How can I compress a file on Linux in-place, without using additional disk space?

Solution 1:

This is a proof of concept bash one-liner, but it should get you started. Use at your own risk.

truncate -s `gzip -c file | dd of=file conv=notrunc 2>&1 | sed -n '$ s/ .*$// p'` file
mv file file.gz

This works by piping gz data to a dd process that writes it back to the same file. Upon completion, the file is truncated to the size of the gz output.

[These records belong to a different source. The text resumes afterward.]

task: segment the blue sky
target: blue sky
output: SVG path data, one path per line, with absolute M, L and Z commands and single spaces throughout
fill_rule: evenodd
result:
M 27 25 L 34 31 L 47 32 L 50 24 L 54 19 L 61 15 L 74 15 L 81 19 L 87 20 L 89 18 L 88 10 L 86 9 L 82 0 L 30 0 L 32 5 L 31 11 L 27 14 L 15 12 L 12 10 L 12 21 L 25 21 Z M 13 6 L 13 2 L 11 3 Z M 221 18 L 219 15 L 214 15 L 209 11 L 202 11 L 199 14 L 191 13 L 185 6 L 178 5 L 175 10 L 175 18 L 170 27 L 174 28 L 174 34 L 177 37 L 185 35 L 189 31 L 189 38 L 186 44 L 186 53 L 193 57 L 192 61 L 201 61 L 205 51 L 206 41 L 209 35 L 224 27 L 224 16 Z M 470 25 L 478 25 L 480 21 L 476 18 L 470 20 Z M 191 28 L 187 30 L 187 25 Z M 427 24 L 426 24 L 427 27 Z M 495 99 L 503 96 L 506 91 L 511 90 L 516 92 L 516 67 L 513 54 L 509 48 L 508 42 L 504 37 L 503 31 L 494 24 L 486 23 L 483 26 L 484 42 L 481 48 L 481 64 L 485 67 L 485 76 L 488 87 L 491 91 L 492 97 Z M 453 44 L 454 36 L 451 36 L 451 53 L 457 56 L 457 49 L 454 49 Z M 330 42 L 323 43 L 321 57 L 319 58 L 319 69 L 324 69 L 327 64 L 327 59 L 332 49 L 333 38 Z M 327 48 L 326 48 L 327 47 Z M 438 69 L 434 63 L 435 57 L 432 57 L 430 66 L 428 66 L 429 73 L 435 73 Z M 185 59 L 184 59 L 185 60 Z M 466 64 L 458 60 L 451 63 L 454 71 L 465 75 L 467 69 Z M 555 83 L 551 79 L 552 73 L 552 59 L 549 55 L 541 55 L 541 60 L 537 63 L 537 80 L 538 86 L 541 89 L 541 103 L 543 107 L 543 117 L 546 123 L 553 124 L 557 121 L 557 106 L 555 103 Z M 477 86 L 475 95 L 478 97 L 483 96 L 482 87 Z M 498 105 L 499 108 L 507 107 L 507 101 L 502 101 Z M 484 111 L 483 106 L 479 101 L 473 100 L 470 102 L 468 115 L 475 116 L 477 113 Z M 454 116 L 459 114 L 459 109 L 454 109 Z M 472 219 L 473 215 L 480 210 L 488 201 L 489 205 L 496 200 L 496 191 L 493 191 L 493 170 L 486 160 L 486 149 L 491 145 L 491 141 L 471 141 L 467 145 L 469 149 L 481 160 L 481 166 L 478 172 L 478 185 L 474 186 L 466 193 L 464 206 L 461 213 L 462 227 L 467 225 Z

This assumes that the last line of dd's output matches:

4307 bytes (4.3 kB) copied, 2.5855e-05 s, 167 MB/s

Where the first field is an integer of bytes written. This is the size the file will need to be truncated to. I'm not 100% sure that the output format is always the same.

Solution 2:

It's not so much that gzip and bzip2 overwrite the original. Rather, they write the compressed data to disk as a new file, and if that operation succeeds, they unlink the original uncompressed file.

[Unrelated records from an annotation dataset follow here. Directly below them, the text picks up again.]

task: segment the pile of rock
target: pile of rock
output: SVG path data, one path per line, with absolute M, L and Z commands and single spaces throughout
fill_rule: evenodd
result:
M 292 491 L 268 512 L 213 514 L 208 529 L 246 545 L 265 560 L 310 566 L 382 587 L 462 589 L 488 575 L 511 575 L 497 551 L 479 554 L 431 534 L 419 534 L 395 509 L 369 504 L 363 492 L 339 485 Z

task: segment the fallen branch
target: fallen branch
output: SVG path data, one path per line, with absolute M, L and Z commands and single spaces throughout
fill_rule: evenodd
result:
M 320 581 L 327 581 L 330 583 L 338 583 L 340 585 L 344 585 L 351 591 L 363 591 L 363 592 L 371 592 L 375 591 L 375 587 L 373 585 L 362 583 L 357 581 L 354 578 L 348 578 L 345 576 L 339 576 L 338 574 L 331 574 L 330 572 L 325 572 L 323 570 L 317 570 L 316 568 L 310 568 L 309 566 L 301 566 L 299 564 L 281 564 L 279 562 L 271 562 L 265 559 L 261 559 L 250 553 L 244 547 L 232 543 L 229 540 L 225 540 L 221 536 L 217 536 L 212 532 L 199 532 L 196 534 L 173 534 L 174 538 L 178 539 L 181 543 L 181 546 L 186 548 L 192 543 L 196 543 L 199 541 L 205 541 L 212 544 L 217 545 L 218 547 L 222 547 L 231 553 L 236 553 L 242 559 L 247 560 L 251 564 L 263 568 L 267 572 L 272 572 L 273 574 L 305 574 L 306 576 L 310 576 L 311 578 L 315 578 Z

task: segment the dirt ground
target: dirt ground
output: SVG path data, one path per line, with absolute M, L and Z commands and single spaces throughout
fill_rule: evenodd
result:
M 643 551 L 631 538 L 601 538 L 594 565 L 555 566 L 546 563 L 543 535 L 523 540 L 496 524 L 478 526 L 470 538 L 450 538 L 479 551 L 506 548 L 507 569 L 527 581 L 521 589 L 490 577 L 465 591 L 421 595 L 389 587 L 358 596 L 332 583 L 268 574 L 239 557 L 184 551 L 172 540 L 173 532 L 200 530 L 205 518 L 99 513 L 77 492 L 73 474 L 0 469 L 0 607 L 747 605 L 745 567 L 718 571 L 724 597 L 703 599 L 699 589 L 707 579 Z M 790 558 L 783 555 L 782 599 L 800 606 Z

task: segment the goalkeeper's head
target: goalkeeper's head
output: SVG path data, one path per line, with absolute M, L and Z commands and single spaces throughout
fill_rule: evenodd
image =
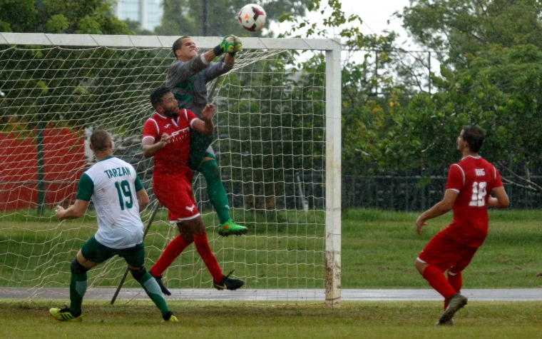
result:
M 173 43 L 173 55 L 181 61 L 188 61 L 198 55 L 198 47 L 192 38 L 183 36 Z

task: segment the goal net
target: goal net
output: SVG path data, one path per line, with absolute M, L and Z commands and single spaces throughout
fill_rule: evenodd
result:
M 142 212 L 147 268 L 178 235 L 154 198 L 153 162 L 140 146 L 153 113 L 148 96 L 164 84 L 175 39 L 0 34 L 0 289 L 39 298 L 67 288 L 70 263 L 96 231 L 96 213 L 91 204 L 83 218 L 58 222 L 53 208 L 75 201 L 79 177 L 94 163 L 88 137 L 96 128 L 109 131 L 114 156 L 134 166 L 150 196 Z M 194 41 L 205 50 L 220 39 Z M 287 289 L 305 291 L 288 295 L 296 303 L 324 295 L 338 305 L 340 45 L 249 38 L 243 46 L 234 69 L 209 89 L 230 213 L 250 231 L 218 236 L 205 178 L 195 176 L 211 248 L 225 273 L 235 269 L 255 295 Z M 114 290 L 125 271 L 120 258 L 93 268 L 89 290 Z M 212 283 L 193 246 L 164 281 L 194 298 Z M 139 285 L 129 276 L 123 288 L 131 288 Z

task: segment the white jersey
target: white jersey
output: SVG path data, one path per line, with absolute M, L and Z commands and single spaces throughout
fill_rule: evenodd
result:
M 143 225 L 136 192 L 143 189 L 128 163 L 110 156 L 81 177 L 77 199 L 94 203 L 98 232 L 94 237 L 111 248 L 128 248 L 143 242 Z

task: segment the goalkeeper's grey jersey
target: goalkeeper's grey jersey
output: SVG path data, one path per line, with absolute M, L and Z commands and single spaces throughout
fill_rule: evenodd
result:
M 143 225 L 136 192 L 143 189 L 133 167 L 113 156 L 88 168 L 79 179 L 77 199 L 92 201 L 98 232 L 94 237 L 112 248 L 128 248 L 143 242 Z
M 185 62 L 175 60 L 168 69 L 165 86 L 173 93 L 180 108 L 189 109 L 203 118 L 201 112 L 208 103 L 207 83 L 232 68 L 221 61 L 205 64 L 201 54 Z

If you have sufficient RAM, you could write a script to temporarily compress the files in atmpfs filesystem, then remove the original on disk and replace it with the compressed version. Maybe something like this:

# some distributions mount /dev/shm as tmpfs; replace with bzip2 if you prefer
if gzip -q9c /full/disk/somefile > /dev/shm/somefile.gz
then
    rm -f /full/disk/somefile && mv -i /dev/shm/somefile.gz /full/disk
fi

Just be mindful of your memory usage, since tmpfs is essentially a RAM disk. A large output file could easily starve the system and cause other problems for you.

Solution 3:

There is no tool that works this way, for precisely the reason you give. Few people are willing to write a tool that deliberately implements risky behavior.

Solution 4:

The split and csplit commands could be used to split the large file up into smaller parts, and then compress them individualy. Reassembling would be rather time consuming though.